The still very young reincarnation of the Zimbabwean dollar which was introduced back in 2019 has had a rough ride since its reintroduction. This year has been especially tougher on the young currency with the shedding value against the preferred USD at an unprecedented rate. When the year began shops were using a rate of around $210 ZWL per 1 USD when setting their prices but now they are using a rate of $1000 ZWLper 1 USD and we can prove it based on the latest results of our usual price surveys.
In our latest survey, we noticed the following prices in all the three big supermarkets i.e. Pick N’ Pay, Food World and OK as well as in other shops including the famous Mahommed Mussa wholesaler:
- A pack of 4 (Petal) tissues was selling for $1 300 ZWL compared to about US$1.30 in the tuckshops that exclusively sell in USD.
- Red Seal Roller Meal was selling for an average of $4 800 ZWL per 10kg sack compared to US$4.80 to $5.00 in the tuckshops.
- A crate of 30 eggs is being sold for around $3 500 ZWL and $4 200 ZWL in supermarkets and US$2.80 and US$3.80
- Commercial beef is being sold at around $4 500 ZWL per kg and US$4.50 per kg
- Boom washing powder was selling for $3 800 ZWL for a 2kg pack which is selling for US$3.70 in tuckshops
- Boom thick bleach is selling for $1 800 ZWL in Food World and Trade Centre and about US$1.80 at Tsiga grounds
- A pack of “Jiggies” is selling for about $ 1 200 ZWL in supermarkets and US$1.20 at Mbare Musika retail stalls
- A 500g package of dried beans is selling for $605 ZWL and US$0.50 respectively.
- It’s the same with chicken cuts which are selling for around $3 800ZWL and US$3.80 in other butcheries
We could give you more and more evidence like this but the picture is pretty clear. Shops are now using a rate of $1 000 ZWL as to 1 USD at the very least. It seems some shops are using a rate that might be above this. It is always hard to tell what exact rate shops are using because they tend to have more overhead expenses compared to tuckshops and Facebook Market sellers. However, in this case, it is pretty clear that the rate has at the very least reached the dreaded 1 000 ZWL mark.
Why you are not getting this rate on the streets?

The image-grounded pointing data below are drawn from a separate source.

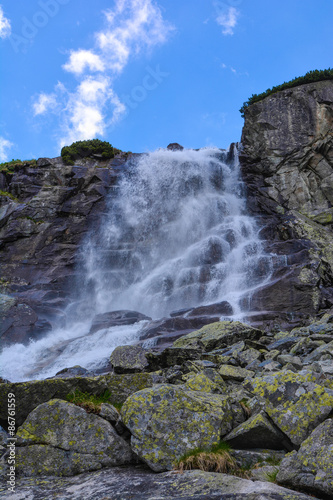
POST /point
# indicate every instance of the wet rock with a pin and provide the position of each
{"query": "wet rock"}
(139, 484)
(128, 359)
(310, 467)
(218, 335)
(59, 438)
(116, 318)
(31, 394)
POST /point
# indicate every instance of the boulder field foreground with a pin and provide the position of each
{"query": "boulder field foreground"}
(255, 399)
(266, 398)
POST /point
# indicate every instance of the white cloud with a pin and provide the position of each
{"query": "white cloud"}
(5, 27)
(133, 26)
(5, 145)
(81, 60)
(228, 20)
(44, 103)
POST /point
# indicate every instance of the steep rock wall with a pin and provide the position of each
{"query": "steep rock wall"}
(287, 165)
(45, 213)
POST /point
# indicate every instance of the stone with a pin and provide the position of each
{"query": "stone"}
(128, 359)
(228, 372)
(310, 467)
(218, 335)
(170, 356)
(60, 438)
(257, 432)
(167, 421)
(295, 402)
(122, 483)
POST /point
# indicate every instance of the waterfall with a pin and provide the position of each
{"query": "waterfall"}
(176, 235)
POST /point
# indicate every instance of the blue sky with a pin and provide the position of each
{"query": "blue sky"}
(143, 73)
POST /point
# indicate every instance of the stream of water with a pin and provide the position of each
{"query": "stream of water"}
(176, 235)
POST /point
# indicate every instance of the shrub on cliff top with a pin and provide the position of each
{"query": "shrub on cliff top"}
(84, 149)
(310, 77)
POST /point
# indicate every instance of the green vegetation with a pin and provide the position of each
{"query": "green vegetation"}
(217, 459)
(8, 167)
(310, 77)
(84, 149)
(9, 195)
(90, 402)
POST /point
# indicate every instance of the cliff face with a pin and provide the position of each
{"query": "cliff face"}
(287, 164)
(45, 212)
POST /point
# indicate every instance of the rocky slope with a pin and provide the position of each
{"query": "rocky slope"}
(267, 394)
(269, 397)
(287, 165)
(45, 212)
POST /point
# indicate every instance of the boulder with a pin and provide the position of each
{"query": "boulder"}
(128, 359)
(139, 484)
(218, 335)
(228, 372)
(310, 468)
(257, 432)
(168, 421)
(31, 394)
(60, 438)
(295, 402)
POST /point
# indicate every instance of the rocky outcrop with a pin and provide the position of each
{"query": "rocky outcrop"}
(46, 210)
(139, 484)
(287, 165)
(270, 396)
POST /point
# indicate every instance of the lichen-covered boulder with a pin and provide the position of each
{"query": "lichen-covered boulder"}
(60, 438)
(228, 372)
(294, 401)
(128, 359)
(167, 421)
(123, 385)
(256, 432)
(217, 335)
(311, 467)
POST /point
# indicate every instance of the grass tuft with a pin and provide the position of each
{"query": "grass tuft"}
(217, 459)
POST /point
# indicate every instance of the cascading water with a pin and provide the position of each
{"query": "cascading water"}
(176, 236)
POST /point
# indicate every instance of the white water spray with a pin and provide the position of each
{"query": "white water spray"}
(176, 236)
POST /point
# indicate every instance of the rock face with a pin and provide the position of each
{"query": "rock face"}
(287, 164)
(311, 466)
(48, 209)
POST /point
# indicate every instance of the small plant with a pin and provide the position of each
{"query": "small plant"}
(217, 459)
(84, 149)
(8, 167)
(90, 402)
(245, 407)
(310, 77)
(271, 476)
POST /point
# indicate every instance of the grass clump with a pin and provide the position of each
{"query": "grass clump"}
(217, 459)
(8, 167)
(9, 195)
(84, 149)
(310, 77)
(90, 402)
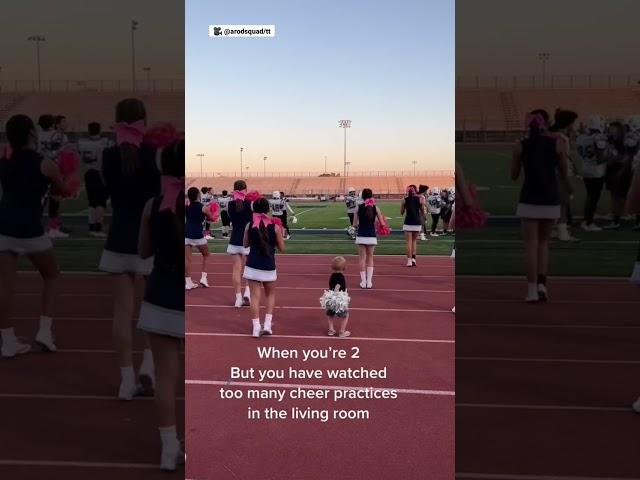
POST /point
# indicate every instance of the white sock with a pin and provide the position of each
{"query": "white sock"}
(169, 436)
(45, 323)
(8, 336)
(128, 375)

Whenever we publish our rate page we get a lot of people calling us all sorts of names. They feel like we are manipulating the rate even though we clearly state that we do not publish black market rates. We publish rates that shops use to set their prices because we are called Zimpricecheck for a reason. More often than not there is a difference between what you can get when you sell your USD on the streets and what shops us. Generally, there are several types of unofficial rates:
- The buying rate which is the rate that the black market on the streets is willing to pay you. This is often lower than the rates shops are using.
- The asking rate-this is the rate you pay when you buy foreign currency on the black market. This is often higher than the buying rate.
- The difference between the two rates is known as the spread. This is how the black market dealers make some of their money.
- Shops tend to use a rate that is closer than the asking rate or even higher because they have to buy foreign currency from these dealers too.
- Sometimes shops even charge a higher rate because they are using what is known as a forward rate. They is a time lag between when they make a ZWL sale and when they get to change the money from ZWL to USD on the black market. To shield themselves from possible rate hikes they use a rate that is much higher than even the asking rate. They figure that once the time they need to make conversion arrives the rate would be closer to what they forecasted. Today that rate is roughly around $1 000 ZWL while the actual asking rate is around $950 ZWL.
A self-fulling prophecy
Such rate movements and predictions tend to be self-fulfilling prophecies. Everyone is trying to shield themselves from future rate increases so they start using that rate of $1 000 ZWL and just like that it becomes the new asking rate. Shops have to come up with a new rate to protect themselves so they end up settling for say $1 200 ZWL and everyone follows suit. That is speculative behaviour that the government is always castigating and blaming for causing rate spikes. The truth is the government is partly right. Another cause is money printing which often comes in the form of government contracts in Zimbabwe.